DNP Program Ranked No. 28 on U.S. News & World Report’s 2019 Best Graduate Schools List
The University of Florida College of Nursing’s Doctor of Nursing Practice, or D.N.P., program tied for No. 28 on U.S. News & World Report’s 2019 Best Grad Schools: Doctor of Nursing Practice list, announced by the publication March 20.
“We are extremely proud to have the Doctor of Nursing Practice program ranked No. 28 in the U.S. News & World Report Best Graduate Schools rankings. Last summer, our D.N.P. program was reaccredited for 10 years. As the top program in the state — one that is in the top 20 among public universities — we offer doctoral programs online to students who have a bachelor’s degree or master’s degree in nursing. We pride ourselves on educating the best and brightest advanced practice Gator nurses, who translate theory and research to innovative and evidence-based clinical settings as we continually strive to improve patient outcomes,” said Dean Anna McDaniel, Ph.D., R.N., FAAN.
U.S. News & World Report’s rankings are based on a weighted average of 14 indicators: four research activity indicators, faculty credentials, the percentage of faculty members with important achievements, and faculty participation in nursing practice.

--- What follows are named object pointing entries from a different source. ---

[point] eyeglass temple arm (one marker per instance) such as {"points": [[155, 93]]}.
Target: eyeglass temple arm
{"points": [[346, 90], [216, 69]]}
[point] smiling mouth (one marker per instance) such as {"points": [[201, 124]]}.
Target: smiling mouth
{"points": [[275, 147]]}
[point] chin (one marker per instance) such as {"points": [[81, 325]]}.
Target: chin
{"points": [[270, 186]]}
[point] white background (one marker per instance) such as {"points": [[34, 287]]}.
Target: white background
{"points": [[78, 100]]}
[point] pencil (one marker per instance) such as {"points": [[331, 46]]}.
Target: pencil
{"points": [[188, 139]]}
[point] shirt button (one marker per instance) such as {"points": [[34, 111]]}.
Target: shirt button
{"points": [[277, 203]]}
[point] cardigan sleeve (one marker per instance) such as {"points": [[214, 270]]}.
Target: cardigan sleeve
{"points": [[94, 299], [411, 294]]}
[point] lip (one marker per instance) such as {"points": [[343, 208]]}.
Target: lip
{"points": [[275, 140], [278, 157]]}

The other seven indicators in each ranking use measures that are specific to the degree type.
The College of Nursing’s D.N.P. program was given official reaccreditation by the Commission on Collegiate Nursing Education for a full 10 years in July 2017.
When it comes to nursing, the D.N.P. differs from the Ph.D. in a few essential ways, the main difference being that the Ph.D. is oriented toward theory and research, while the D.N.P. is directed toward putting theory and research into practice in advanced clinical situations.
The American Association of Colleges of Nursing, or AACN, the leading national nursing education organization, officially recommended adopting the Doctor of Nursing Practice degree as the industry standard and terminal degree for advanced practice nurses.
The AACN has promoted the D.N.P. degree to combat the well-known nursing shortage, a shortage that threatens to become a crisis in the next decade.
“Strong, well-educated leaders are needed in clinical settings, and current, knowledgeable educators are needed in clinical education; the D.N.P. prepares nurses for both,” said McDaniel.